Ora, sempre se soube que o mercado europeu do gás natural está completamente dependente da Rússia (a Sra. Merkel não cuidou de romper a sua ‘política de consensos’ nesta matéria vital), e o Sr. Putin, alvo de pressões políticas externas e sanções económicas bem pesadas, achou que chegara a sua ‘hora da retribuição’.
A Europa está, pois, à beira de um inverno dramático (especialmente se for bem frio) e a Comissão Europeia e os ’seus’ chefes de Governo e Presidentes, prevendo o pior, oferecem «cheques de energia aos mais carenciados», aconselham a «prevenir possíveis apagões» e prometem que «a crise passará em abril» (quando o inverno passar… como se não voltasse doze meses depois) e vão assistir à destruição de mais outra grande fatia da indústria europeia, sem capacidade de competir interna e externamente com produtos chineses baratos, fabricados e exportados sem quaisquer restrições sociais ou ambientais.
A Alemanha reabre centrais a carvão, a Espanha encerra as minas de carvão da Cantábria mas adia o fecho das centrais restantes e todos cuidam do seu nuclear e aumentam as suas compras de carvão na Austrália. E nós… inventamos a inusitada habilidade de oferecer cheques do Fundo Ambiental (engordado através da Taxa de Carbono aplicada a quem emite GEE) para que os consumidores possam pagar produtos cujo elevado preço final resultou… do sobrecusto ditado por aquela Taxa de Carbono.
Recorde-se que esta Taxa de Carbono proposta – não obrigatória – em Paris preconizava os 75 USD por tonelada de CO2 emitido, em 2020. Mas nos EUA ela ainda não existe na maioria dos Estados, na Europa tem já uma expressão média de 40 USD/ton e no mundo não chega aos 3 USD/ton. Sendo pois evidente o dumping que daí resulta nalguns produtos importados pela Europa, a Comissão começa a falar em novas taxas alfandegárias, agora pomposamente descritas como «Ajustamentos Fronteiriços do Carbono» e novas ‘guerras’ comerciais se avizinham.

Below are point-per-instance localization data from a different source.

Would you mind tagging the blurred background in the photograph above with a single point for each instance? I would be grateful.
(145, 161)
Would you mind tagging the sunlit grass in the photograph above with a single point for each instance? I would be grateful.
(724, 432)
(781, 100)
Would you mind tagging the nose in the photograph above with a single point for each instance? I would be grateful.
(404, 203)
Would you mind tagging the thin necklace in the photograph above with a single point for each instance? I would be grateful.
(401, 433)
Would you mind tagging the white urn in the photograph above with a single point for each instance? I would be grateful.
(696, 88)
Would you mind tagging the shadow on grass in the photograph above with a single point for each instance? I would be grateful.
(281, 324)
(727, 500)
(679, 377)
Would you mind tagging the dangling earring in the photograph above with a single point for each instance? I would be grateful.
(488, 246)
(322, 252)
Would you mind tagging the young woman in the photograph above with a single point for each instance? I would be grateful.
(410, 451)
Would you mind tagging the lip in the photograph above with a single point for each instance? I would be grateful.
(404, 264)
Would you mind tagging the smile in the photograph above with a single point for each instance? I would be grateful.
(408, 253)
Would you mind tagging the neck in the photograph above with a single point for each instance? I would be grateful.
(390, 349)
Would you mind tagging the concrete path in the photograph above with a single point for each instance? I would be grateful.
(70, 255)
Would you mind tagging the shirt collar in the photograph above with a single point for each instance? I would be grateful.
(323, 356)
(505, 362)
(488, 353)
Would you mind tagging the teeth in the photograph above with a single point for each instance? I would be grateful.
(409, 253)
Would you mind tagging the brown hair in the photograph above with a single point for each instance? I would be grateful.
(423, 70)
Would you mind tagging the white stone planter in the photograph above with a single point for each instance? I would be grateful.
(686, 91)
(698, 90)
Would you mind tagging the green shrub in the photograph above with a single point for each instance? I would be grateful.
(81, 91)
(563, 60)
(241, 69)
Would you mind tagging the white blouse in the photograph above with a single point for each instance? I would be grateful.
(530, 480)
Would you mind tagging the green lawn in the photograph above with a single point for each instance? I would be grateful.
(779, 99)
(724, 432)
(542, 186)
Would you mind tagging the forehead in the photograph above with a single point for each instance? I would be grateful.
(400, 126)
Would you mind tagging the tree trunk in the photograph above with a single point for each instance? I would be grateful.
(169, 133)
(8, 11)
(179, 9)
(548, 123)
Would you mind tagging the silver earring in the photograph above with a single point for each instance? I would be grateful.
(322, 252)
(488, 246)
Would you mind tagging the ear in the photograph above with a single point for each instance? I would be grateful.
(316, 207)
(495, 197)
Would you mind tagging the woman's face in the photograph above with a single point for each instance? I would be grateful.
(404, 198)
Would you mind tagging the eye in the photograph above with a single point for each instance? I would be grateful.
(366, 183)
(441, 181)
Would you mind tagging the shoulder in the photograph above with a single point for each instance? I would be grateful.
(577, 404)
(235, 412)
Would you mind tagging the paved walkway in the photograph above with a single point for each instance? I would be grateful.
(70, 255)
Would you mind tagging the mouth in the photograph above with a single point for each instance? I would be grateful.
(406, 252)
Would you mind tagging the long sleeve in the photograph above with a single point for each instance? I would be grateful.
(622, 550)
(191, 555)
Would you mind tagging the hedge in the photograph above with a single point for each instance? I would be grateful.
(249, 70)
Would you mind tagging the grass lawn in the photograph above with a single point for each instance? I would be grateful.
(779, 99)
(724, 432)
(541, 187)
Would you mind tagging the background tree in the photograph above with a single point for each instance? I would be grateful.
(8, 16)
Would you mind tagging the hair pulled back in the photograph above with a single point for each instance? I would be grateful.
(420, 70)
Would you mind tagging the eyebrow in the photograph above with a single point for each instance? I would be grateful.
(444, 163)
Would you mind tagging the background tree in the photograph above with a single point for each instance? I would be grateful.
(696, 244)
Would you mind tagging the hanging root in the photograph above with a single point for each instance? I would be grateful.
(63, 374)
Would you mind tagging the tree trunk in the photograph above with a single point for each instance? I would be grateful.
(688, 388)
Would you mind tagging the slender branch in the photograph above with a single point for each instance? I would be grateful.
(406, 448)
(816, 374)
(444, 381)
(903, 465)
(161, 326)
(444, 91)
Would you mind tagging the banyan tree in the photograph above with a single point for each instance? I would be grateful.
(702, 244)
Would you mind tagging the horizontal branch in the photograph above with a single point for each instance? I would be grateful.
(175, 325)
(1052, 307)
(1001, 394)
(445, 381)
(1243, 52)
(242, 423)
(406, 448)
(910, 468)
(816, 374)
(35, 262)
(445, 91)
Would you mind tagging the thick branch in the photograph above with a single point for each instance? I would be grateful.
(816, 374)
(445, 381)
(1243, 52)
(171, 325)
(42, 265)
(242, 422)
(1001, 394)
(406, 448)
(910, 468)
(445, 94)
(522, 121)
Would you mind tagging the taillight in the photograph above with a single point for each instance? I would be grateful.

Se o Sr. Bolsonaro pode ser eventualmente julgado por ter falhado completamente a previsão e a gestão da pandemia, é bom que alguém comece a fazer o pesado libelo acusatório destes políticos europeus (e nacionais) que, armados em D. Quixotes patetas e irresponsáveis, arrastaram a Europa (e o nosso país) para os apagões que obviamente se anunciam: o energético, o elétrico, o económico e o social, por esta ordem.
Se a emissão global anual de GEE é de 51 biliões de toneladas, se a China representa só por si 25,7% daquele montante e os EUA 12,5%, o que dizer da atitude dos ‘campeões da transição climática à custa do dinheiro e da riqueza que já não têm e não geram’ (a União Europeia), que representa apenas 8,8% daquele total? Já relativamente a Portugal, ‘culpado’ de emitir 0,01% daquelas emissões, o que dizer de governantes que querem ir à frente do disparate e criam condições para o agravamento do desastre económico e social?
E não se confunda o atual problema dos preços dos combustíveis em Portugal com o gravíssimo problema que aí vem. É que em Portugal, e por ora, os preços são já economicamente incomportáveis porque os governos – todos – abusaram da carga fiscal que antes lhes aplicaram.
P.S. – A maioria dos números citados e alguns exemplos escolhidos são retirados do livro de Bill Gates Como Evitar um Desastre Climático, editado pela Porto Editora (2021) e nos relatórios da Agência Internacional de Energia (IEA).